Akademi öğrenimini iç mimarlık bölümünde yaptı. Nişantaşı’nda bir dekorasyon ve mobilya mağazasında, iç mimar olarak iş hayatına atıldı. 3 yıl kadar burada çalıştıktan sonra 1966 yılında kendi adına bir dekorasyon bürosu ve mobilya mağazası açtı. 70’li ve 80’li yıllarda mobilya ve dekorasyon konusunda, Türkiye’de en önde gelen bir kaç firmadan ve önemli isimlerden biri oldu.
Suluboya derslerinde Edip Hakkı Köseoğlu ve grafik bölümü hocası Namık Bayık’tan edinilen bilgiler ve beceriler de Ayhan Türker’in suluboya resimde, Turan Erol’un deyimi ile “virtüöziteye” erişmesinde önemli rol oynamıştır.
İlk kişisel sergisini 1985 yılında Beyoğlu Vakko Sanat Galerisi’nde açtı.Gördüğü ilgi beklenilenin çok üstünde idi. Bu ilgi ileriki yıllarda da artarak devam etti ve çalışmalarını daha yoğun ve şuurlu hale getirdi. İlk sergiyi takiben İstanbul, Ankara ve İzmir’de birçok kişisel sergi gerçekleştirdi, karma sergilere katıldı.
Ayhan Türker moda akımlara güncel gelgit heyecanlara kapılmadan çalışmalarını, Cezanne’nin deyimi ile “tabiata paralel” olarak ve her türlü malzemeyi kullanarak empresyonist (izlenimci) denilebilecek çizgide sürdürmektedir.
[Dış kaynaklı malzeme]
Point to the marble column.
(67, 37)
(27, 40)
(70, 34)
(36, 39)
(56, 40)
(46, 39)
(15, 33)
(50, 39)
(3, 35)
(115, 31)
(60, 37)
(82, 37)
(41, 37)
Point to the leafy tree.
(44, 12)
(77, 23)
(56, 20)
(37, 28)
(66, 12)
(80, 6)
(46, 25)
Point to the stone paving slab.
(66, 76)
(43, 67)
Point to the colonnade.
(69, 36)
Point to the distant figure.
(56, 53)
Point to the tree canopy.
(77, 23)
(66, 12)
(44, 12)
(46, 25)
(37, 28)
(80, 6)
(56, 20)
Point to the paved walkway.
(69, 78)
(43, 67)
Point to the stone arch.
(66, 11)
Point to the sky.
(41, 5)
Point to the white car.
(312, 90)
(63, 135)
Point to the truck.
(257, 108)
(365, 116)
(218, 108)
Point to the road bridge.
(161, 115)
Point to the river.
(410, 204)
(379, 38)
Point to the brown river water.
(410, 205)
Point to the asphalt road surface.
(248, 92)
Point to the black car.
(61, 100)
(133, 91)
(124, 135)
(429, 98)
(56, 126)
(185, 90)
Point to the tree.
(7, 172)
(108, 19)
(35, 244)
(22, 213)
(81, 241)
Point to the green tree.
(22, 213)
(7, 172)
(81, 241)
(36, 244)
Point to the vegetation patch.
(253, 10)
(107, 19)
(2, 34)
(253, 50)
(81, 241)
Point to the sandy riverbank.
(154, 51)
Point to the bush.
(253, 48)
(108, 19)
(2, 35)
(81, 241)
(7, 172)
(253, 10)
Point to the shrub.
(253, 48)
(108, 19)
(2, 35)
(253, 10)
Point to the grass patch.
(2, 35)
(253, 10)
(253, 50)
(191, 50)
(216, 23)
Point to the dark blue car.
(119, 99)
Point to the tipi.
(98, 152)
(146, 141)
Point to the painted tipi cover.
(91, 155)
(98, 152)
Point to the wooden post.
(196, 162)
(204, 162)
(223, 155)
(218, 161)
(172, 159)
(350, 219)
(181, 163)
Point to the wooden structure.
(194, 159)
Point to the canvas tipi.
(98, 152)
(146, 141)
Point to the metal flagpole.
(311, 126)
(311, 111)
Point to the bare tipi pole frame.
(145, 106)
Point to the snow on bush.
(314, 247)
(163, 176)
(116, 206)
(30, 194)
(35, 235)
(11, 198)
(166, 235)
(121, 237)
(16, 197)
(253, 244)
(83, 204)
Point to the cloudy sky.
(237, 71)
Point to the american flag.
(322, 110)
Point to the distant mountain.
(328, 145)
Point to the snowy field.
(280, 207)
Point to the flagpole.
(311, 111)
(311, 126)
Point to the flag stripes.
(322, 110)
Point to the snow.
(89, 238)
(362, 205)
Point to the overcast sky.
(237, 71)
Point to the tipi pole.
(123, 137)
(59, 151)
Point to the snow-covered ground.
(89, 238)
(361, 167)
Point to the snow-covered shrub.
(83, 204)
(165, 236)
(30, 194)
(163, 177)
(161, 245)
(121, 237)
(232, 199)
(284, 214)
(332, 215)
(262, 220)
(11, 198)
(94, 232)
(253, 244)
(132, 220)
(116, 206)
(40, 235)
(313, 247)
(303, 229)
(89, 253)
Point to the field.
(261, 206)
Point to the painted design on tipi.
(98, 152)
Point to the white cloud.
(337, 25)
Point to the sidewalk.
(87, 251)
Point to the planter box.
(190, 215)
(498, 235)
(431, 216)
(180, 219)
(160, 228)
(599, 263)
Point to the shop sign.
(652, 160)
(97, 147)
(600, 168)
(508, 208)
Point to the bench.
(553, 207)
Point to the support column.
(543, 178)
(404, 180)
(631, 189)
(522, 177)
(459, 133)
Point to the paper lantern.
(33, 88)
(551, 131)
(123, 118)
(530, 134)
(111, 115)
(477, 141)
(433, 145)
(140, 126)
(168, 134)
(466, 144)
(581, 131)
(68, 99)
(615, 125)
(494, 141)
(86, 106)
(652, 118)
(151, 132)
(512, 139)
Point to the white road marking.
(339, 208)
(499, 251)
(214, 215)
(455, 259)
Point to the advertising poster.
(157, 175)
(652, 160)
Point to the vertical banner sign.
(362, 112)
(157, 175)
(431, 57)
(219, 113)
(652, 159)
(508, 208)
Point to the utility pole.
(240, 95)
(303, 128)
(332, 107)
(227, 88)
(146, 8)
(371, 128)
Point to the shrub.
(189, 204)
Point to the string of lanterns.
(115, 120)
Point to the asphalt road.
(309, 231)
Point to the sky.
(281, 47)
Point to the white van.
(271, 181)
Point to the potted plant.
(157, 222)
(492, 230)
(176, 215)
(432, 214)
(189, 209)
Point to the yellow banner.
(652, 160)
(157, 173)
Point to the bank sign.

Büyük sanat eleştirmenlerince “Çallı” kuşağı’nın günümüzdeki en önemli temsilcisidir. İstanbul peyzajını turistik ve hikayeci anlayış yozluğuna düşmeden gerçek resim soyluluğu ile yorumlayışı bu alanda benzer oldukları sanılanlardan farklı bulunmaktadır.
Sanatçı yalnız peyzaj çalışmalarında değil, aynı zamanda zamanda portre çalışmalarındada özellikle Atatürk portrelerinde suluboya, yağlıboya ve pastel malzemelerle çok dikkate değen eserler üretmiştir.
Sanatçı’nın metni Prof. Kaya Özsezgin tarafından yazılan “Bir İstanbul İzlenimcisi, Ayhan Türker” isimli 246 sahifelik kitabı 2000 yılında yayınlanmıştır.